Better at modeling hierarchichal structures
63
t-SNE key idea
Measures pairwise similarities in high dimensional space and performs SGD to minimize divergence between high-dimensional vs low-dimensional data
64
Encoders can handle language modeling, T/F
False. Encoders get bidirectional context so we can't do language modeling
65
Self-attention: Sizes of Query, Key, and Value matrices, given: 1. Hidden dimension: d_model 2. Q,K,V dimension: d_q, d_k, d_v
Query: d_model * d_k Key: d_model * d_k Value: d_model * d_v
66
Self-attention: Dimension of self-attention output (O), given: 1. Hidden dimension: d_model 2. Q,K,V dimension: d_q, d_k, d_v 3. Number of heads h
in_features: h * d_v out_features: d_model
67
Define "cross-attention"
Combine two different input sequence: 1. Sequence returned by the encoder 2. Sequence processed by the decoder.
68
Attention: big O for each layer, given: 1. seq length "n" 2. representation dimension "d
O (n^2 * d)
69
Attention: big O for sequential operations
O(1)
70
Attention: big O for maximum path length
O(1)
71
Why is self-attention layer's sequential operation O(1) compared to RNN's O(n)?
self-attention layer connects all positions together
72
Self-attention layers are faster than recurrent layers when the _____ is smaller than the _________
sequence length, representation dimensionality
73
Multi-head attention: How to get size of d_k and d_v given: 1. dimension of hidden: d_model 2. number of heads (h)
d_model / h
74
Multi-head attention: Given d_model (512) and number of heads (8), what is d_k?
64 (d_model / h)
75
Attention: What is the formula for scaled dot product?
Attention(Q,K,V) = softmax(Q @ K^T / sqrt(d_q)) @ V
76
Scaled dot product attention: As Query vector increases in dimension, magnitudes of dot product similarities increase.
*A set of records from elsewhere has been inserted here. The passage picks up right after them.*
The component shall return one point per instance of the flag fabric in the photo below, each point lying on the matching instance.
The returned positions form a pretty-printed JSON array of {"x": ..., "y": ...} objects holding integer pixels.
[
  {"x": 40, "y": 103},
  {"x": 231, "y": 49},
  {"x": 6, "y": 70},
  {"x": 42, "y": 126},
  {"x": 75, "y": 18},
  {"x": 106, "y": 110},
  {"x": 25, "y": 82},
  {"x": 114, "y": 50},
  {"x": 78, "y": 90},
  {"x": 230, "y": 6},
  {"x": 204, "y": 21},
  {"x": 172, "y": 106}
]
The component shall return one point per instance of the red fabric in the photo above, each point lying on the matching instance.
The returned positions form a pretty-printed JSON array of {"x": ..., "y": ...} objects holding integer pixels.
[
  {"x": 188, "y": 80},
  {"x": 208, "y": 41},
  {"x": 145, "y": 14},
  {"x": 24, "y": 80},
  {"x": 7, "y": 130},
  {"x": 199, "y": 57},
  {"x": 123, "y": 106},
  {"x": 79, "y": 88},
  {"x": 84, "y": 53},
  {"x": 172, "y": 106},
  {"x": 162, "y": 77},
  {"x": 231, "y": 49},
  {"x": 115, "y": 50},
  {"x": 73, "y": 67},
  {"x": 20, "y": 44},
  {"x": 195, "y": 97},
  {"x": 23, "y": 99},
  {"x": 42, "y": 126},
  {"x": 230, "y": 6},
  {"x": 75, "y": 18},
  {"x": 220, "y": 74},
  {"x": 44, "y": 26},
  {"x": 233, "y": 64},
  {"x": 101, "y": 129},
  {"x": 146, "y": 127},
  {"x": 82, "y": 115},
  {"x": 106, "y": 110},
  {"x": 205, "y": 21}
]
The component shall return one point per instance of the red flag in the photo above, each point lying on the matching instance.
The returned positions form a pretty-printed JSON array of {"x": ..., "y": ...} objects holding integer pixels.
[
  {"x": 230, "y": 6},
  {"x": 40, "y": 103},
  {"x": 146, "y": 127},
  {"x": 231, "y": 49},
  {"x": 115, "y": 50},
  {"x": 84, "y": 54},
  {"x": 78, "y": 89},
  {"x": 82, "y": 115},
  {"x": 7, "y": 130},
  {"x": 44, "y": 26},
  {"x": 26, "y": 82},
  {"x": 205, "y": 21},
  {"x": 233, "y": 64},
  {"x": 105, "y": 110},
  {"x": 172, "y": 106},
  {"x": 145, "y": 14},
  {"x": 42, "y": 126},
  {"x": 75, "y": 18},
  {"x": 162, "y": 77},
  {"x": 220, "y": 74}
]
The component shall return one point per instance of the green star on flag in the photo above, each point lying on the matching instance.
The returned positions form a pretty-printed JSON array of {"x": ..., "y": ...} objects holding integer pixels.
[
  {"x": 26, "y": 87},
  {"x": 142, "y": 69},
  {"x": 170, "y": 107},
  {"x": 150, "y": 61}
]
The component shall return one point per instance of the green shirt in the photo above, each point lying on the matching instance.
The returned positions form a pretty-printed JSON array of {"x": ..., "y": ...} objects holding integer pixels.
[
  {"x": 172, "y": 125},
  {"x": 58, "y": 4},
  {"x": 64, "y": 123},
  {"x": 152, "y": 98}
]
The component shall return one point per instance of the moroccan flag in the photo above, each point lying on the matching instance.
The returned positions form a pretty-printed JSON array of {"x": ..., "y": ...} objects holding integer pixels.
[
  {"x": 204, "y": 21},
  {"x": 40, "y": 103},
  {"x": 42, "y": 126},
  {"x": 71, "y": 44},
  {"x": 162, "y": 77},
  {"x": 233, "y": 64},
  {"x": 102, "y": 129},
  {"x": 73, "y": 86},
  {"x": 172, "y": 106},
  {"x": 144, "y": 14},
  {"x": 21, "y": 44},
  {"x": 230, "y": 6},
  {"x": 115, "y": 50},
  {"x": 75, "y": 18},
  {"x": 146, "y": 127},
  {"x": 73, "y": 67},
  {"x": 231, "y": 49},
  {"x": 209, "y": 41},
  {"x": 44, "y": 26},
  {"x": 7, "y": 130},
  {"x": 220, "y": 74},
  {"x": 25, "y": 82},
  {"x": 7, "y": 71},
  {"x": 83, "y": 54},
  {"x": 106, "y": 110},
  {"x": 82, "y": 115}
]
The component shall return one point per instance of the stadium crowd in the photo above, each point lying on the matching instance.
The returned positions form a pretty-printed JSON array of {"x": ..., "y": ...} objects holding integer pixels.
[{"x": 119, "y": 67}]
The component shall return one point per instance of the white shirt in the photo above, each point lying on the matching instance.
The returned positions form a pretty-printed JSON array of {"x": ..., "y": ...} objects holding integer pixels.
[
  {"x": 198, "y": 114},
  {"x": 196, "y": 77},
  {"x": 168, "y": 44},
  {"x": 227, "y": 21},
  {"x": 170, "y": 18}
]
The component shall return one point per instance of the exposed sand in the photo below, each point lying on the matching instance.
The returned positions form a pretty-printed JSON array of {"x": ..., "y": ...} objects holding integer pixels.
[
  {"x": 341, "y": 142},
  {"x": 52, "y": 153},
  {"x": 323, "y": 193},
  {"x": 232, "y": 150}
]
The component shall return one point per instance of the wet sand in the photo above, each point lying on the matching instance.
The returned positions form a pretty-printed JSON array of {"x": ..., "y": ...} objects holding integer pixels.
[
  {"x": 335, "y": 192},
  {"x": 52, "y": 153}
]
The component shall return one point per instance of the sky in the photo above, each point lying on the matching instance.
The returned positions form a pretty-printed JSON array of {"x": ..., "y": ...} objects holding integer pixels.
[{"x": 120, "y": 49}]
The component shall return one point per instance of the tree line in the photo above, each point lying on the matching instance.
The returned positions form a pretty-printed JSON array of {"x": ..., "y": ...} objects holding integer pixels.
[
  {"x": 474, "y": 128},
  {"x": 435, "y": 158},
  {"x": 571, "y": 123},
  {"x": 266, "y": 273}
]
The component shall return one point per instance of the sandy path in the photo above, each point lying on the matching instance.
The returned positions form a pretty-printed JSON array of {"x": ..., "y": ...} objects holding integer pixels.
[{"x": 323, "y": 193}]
How do we mitigate this?
Normalize by dividing dot product by square root of Query vector dimension
77
Cross-attention: Where do K, V values come from
Encoder output
78
Cross-attention: Where do Q value come from
Masked multi-head attention from decoder
79
Self Attention: Q, K, V matrix shapes (ie A * B, what are A and B)
K = D_X * D_K Q = D_X * D_Q V = D_X * D_V
80
Purpose of Key vectors
Compare inputs to Queries
81
Purpose of Value vectors
Return knowledge from K and Q back to decoder
82
3 types of attention in Transformer
1. Cross-attention - Encoder K and V plus Q from decoder 2. Self-attention (Encoder) - K, V, Q from output of word + pos embedding 3. Self-attention (Decoder) - K, V, Q from (masked) output embedding t-1
83
Difference of Encoder-Decoder Attention vs self-attention
In E/D attention, Queries come externally(e.g. decoder). In self-attention, Queries come from the inputs themselves.
84
What happens if you permute the order of the inputs in an self-attention layer?
Permutation equivariant: Output values will have same values as ordered, but in different order.
85
Since self-attention is permutation equivariant, what must be added beforehand to propagate the order of the input sequence?
Add position embedding to word embedding.